Below is a list of the supported and unsupported SQL commands available to use when writing queries against your Solr datastore.
Supported SQL commands
Note: If an SQL command is not listed it is not supported.
The basic syntax of the SQL select statement is as follows:
Select DBID, cm_creator as creator, `cm_content.size` as `size` from alfresco where `cm_content.size` > 1000 order by `cm_content.size` desc limit 100
The only table that can be specified is the alfresco table. The alfresco table contains the documents and fields that have been indexed within the Alfresco Indexing Server’s main Alfresco index.
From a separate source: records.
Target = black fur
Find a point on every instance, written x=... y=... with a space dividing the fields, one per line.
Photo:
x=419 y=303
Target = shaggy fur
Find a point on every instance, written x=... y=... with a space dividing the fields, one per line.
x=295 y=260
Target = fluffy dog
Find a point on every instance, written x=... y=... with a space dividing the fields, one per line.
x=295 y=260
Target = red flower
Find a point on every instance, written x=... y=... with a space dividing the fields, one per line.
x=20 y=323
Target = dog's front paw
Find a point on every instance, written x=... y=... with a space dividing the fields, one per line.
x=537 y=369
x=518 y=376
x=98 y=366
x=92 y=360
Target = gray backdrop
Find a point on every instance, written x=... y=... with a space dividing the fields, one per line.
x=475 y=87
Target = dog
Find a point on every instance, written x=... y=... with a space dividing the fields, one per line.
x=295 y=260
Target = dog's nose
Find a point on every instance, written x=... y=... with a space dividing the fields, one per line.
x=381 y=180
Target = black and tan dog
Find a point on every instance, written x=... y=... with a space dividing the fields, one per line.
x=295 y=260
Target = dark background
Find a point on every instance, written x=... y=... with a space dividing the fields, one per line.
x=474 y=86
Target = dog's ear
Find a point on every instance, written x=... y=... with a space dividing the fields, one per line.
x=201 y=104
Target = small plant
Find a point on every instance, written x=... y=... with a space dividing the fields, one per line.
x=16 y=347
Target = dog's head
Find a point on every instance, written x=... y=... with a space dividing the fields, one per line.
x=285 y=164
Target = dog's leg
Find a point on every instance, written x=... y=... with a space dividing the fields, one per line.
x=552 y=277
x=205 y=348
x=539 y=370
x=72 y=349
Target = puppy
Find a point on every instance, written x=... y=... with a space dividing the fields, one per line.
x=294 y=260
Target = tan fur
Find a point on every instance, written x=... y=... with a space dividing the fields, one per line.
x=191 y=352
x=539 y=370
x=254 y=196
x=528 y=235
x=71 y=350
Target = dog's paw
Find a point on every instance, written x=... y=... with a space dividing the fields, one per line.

Alfresco has a set of standard fields, which can be referred to by name in the SQL field list. The DBID field in the example
SELECT statement above is an example of a standard field.
The most useful ones are:
Fields from Content Models
Fields from Alfresco’s out of-the-box content models, as well as fields from custom content models can be referred to using the content model property qname, as in AFTS and the CMIS query language. The
cm_creator field in the example SQL statement refers to the creator field in the out-of-the-box cm content model. Fields that have a unique local name over all prefixes do not need to use the prefix.
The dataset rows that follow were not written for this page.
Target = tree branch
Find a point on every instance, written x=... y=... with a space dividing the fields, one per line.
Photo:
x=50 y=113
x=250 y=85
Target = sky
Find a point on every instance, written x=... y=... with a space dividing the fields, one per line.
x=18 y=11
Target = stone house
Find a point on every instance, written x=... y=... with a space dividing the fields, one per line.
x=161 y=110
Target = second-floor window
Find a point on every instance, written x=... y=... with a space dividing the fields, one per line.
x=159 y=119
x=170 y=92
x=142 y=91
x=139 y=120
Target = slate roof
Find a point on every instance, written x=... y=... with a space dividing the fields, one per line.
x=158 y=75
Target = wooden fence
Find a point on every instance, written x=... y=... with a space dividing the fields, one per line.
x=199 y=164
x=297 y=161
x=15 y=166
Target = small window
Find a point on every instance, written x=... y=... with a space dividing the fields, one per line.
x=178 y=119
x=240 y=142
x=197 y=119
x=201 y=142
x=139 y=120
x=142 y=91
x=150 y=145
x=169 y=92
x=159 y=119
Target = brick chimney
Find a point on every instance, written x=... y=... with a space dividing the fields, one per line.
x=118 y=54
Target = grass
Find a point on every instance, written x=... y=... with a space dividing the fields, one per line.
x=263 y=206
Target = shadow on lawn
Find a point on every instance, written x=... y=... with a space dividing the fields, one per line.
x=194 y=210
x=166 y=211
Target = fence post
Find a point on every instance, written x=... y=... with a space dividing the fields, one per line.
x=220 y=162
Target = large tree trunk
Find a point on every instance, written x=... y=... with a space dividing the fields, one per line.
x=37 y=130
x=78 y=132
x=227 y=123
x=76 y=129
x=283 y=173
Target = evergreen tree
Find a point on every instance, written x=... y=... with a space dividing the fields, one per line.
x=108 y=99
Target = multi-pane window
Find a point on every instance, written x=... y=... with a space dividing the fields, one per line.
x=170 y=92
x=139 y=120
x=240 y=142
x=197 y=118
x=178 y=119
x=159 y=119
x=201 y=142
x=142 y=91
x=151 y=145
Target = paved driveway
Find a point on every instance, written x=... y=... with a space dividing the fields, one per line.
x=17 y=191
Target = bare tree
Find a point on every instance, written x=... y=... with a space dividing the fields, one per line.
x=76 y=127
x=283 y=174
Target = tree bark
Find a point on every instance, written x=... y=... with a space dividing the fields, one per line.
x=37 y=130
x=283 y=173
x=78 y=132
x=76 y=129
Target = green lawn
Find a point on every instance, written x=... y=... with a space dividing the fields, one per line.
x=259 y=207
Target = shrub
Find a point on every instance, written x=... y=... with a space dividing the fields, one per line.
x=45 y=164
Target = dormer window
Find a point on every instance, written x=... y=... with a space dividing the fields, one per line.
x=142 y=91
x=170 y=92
Note: Use “_” to separate the prefix and the locale name as “:” would have to be escaped.
Fields that include reserved words or special characters will need to be escaped using the back tick character. The
cm_content.size field in the example SQL statement is an example of back tick escaping. The only non-word character that can be used without escaping is the underscore “_”. We use Apache Calcite which has a list of reserved words that also need to be escaped, see https://calcite.apache.org/docs/reference.html. You are most likely to hit reserved keywords picking aliases for fields.
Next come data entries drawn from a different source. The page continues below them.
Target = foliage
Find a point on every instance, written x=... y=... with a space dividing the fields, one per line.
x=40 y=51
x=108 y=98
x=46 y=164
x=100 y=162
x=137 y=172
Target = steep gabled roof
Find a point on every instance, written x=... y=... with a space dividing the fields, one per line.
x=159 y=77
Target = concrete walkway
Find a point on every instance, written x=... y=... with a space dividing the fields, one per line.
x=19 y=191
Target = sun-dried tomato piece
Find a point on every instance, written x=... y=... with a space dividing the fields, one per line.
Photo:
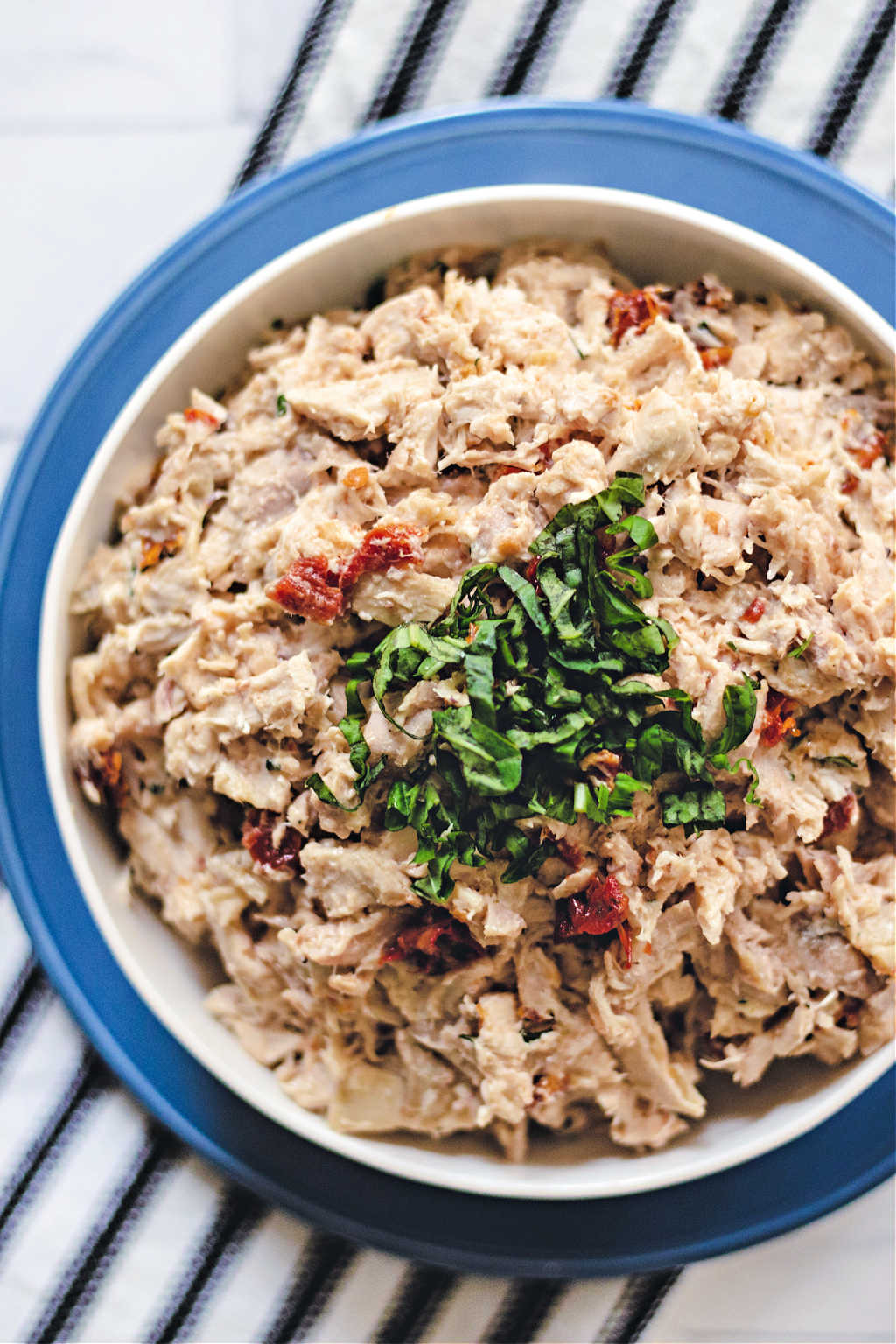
x=384 y=546
x=840 y=815
x=599 y=909
x=108 y=774
x=433 y=941
x=192 y=413
x=258 y=837
x=150 y=553
x=634 y=311
x=777 y=721
x=870 y=449
x=715 y=356
x=318 y=591
x=754 y=611
x=311 y=589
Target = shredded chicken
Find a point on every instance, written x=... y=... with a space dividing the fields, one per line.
x=367 y=461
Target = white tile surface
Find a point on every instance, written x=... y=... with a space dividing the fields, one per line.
x=830 y=1281
x=82 y=215
x=121 y=66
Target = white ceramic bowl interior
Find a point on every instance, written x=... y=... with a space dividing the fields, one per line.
x=650 y=240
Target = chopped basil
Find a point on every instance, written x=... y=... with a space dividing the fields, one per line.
x=551 y=663
x=531 y=1033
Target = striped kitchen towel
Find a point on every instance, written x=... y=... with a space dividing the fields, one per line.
x=109 y=1228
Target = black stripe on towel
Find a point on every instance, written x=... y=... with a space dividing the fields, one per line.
x=852 y=78
x=522 y=1311
x=318 y=1273
x=748 y=72
x=277 y=130
x=635 y=1306
x=424 y=35
x=414 y=1304
x=80 y=1281
x=542 y=29
x=234 y=1221
x=642 y=50
x=25 y=995
x=87 y=1083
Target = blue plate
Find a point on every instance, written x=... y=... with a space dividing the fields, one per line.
x=722 y=168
A curated set of fields are returned by default when * is used as the field list. Any field in the curated list of fields can be used in the SQL predicate and order by clause of a select * query.
The curated set of fields that are returned with select * queries include:
SQL field aliases are supported in the field list. Field aliases that contain special characters or reserved words need to be escaped with the back tick.
Note: You can’t use the WHERE, ORDER BY or HAVING clauses with field aliases.
To display the Aliases correctly use the following format:
select sum(`cm:content.size`) as StorageUsed from alfresco
If using Apache Zeppelin please note that aliases are only supported for the aggregate fields (count, sum, min, max, avg) and are ignored for non aggregate fields. For example, the following format would not display the field alias in Apache Zeppelin:
select `cm:content.size` as StorageUsed from alfresco
Alfresco’s SQL predicate is designed to take advantage of the rich search capabilities available in the Alfresco Search Services.
Predicates on Text Fields
The basic predicate on a text field performs a phrase search. Below is the syntax of a basic predicate on a text field. It will search for the phrase ‘hello world’ in the cm_content field.
select cm_name, `cm_content.size` from alfresco where (cm_content = ‘hello world’)
To gain full control of the search predicate for a specific field you can wrap the predicate in parenthesis and enter the query using Alfresco full text search syntax. For example to search for (hello OR world) in the cm_content field the following search predicate can be used:
select cm_name, `cm_content.size` from alfresco where cm_content = ‘(hello OR world)’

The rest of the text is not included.